I’ve continued to feel distraught and perturbed from my last session. Although I have maintained what has been a very active social life in the last 3 days, I have felt internally as if I have just broken up with someone, ended a relationship. That horrible feeling like part of my world has crumbled, and nothing except seeing him again will make it go away. The amount of angst I am feeling around my therapist is humbling to me, and I keep wanting to fix it. I guess I’m not sure how to move it. If I should be speaking up to him that I am / have been affected this way or just endure until our next session, which is not for another week and a half.

Aside from the whole wanting to be special / heart-broken thing, another part of my perturbment is that I want him to confirm that he sees the split in me; he sees why I am there in his office, that he doesn’t think I’m being a drama queen. Yes, there is that term again – drama queen. What is real. Yada yada … yada yada … I keep comparing myself to the patients he sees in the psych ward who are unable to have a normal conversation and who, if left to their own devices would off themselves immediately.

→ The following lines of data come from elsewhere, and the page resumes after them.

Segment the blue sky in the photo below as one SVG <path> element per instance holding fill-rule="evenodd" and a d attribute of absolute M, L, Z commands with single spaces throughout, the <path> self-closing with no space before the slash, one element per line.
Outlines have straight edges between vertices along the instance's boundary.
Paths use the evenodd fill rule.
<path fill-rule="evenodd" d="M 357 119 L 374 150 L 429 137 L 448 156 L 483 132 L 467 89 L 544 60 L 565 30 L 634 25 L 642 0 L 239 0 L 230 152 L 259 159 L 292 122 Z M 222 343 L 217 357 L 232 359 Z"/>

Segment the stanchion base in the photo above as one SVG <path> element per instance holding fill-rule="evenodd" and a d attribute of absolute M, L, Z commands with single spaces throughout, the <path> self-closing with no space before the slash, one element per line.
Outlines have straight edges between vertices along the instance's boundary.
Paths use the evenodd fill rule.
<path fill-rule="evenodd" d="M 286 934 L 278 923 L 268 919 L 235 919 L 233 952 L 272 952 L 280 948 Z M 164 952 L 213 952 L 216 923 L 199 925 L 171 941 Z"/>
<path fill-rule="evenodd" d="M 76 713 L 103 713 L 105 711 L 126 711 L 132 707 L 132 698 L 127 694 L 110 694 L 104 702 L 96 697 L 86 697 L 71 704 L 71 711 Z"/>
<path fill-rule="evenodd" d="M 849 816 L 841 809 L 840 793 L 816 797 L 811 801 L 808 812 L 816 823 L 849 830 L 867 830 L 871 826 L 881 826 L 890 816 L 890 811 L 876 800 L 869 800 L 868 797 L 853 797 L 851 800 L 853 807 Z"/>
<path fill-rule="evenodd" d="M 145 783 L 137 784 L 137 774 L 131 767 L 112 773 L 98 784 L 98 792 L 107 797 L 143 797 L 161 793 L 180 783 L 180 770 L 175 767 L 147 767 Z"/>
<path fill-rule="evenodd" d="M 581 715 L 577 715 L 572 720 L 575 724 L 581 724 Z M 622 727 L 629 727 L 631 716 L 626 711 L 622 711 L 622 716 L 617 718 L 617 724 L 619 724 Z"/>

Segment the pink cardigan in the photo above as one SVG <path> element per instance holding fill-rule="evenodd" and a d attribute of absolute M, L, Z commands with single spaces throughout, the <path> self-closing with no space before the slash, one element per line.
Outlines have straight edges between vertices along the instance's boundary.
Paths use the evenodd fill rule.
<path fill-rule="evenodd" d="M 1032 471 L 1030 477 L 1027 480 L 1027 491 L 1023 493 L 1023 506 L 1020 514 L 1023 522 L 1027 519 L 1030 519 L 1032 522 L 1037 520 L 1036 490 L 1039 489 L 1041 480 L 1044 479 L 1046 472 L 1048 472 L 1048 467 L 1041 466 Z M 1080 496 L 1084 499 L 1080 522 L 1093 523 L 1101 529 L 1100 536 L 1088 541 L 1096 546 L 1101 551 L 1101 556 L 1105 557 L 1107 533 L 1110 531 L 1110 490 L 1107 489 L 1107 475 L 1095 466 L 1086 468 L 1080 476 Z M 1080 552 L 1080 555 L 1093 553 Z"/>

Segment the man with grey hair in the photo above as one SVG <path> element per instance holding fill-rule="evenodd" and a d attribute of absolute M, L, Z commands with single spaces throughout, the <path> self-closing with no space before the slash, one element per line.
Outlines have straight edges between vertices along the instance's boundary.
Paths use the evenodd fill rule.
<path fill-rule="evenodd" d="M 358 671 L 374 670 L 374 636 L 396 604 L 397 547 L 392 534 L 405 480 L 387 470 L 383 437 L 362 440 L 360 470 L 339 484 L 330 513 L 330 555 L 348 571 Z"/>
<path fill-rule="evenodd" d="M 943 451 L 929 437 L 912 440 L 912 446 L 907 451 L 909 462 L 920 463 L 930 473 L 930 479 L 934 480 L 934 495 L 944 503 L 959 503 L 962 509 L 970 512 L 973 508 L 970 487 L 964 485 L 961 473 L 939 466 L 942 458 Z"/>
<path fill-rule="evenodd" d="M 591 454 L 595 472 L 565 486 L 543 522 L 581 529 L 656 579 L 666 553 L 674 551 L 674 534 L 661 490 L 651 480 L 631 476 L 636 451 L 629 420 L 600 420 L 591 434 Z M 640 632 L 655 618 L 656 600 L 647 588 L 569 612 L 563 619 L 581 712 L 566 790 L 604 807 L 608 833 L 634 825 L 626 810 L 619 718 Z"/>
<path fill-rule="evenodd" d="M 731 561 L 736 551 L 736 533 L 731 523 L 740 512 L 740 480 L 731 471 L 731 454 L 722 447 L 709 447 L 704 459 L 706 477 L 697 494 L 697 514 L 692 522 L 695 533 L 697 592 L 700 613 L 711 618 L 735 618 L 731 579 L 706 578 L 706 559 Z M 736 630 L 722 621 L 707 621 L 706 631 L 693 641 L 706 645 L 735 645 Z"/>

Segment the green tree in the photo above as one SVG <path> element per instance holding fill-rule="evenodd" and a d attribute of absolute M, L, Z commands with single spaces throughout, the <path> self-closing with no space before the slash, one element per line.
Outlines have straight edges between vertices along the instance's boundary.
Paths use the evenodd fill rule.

If I’m not that, I don’t deserve therapy. I should get my act together and get on with it. I keep feeling as if something in me that I am not particularly in control of is driven obsessively to prove to him that I am bad enough to need therapy.

On the other hand, another part of me knows without a doubt that I do, and I am benefiting from seeing him.

And this very debate going on in my mind IS why I am there. It permeates every part of my life. The feeling of having secret personalities, secret lives; the obsessive flip-flop anxiety and catastrophic self-doubt I feel when I put myself out there, with resumes, career paths, training, etc.

And, the fact that I feel heart-broken at the ending of a session because he did not say how wonderful and special I am, take me into his arms and tell me everything’s going to be alright. The familiar heart-break / abandonment / rejection pain that throbs through my chest, down my arms and out my fingertips, leaving my body feeling “dead”, completely empty, without will, defeated. Dead.

My attachment with him is becoming more painful, and the intensity of it scares me a little. Maybe because he’s a therapist, he’s not going to abandon ship without telling me, and I will actually be able to work through this.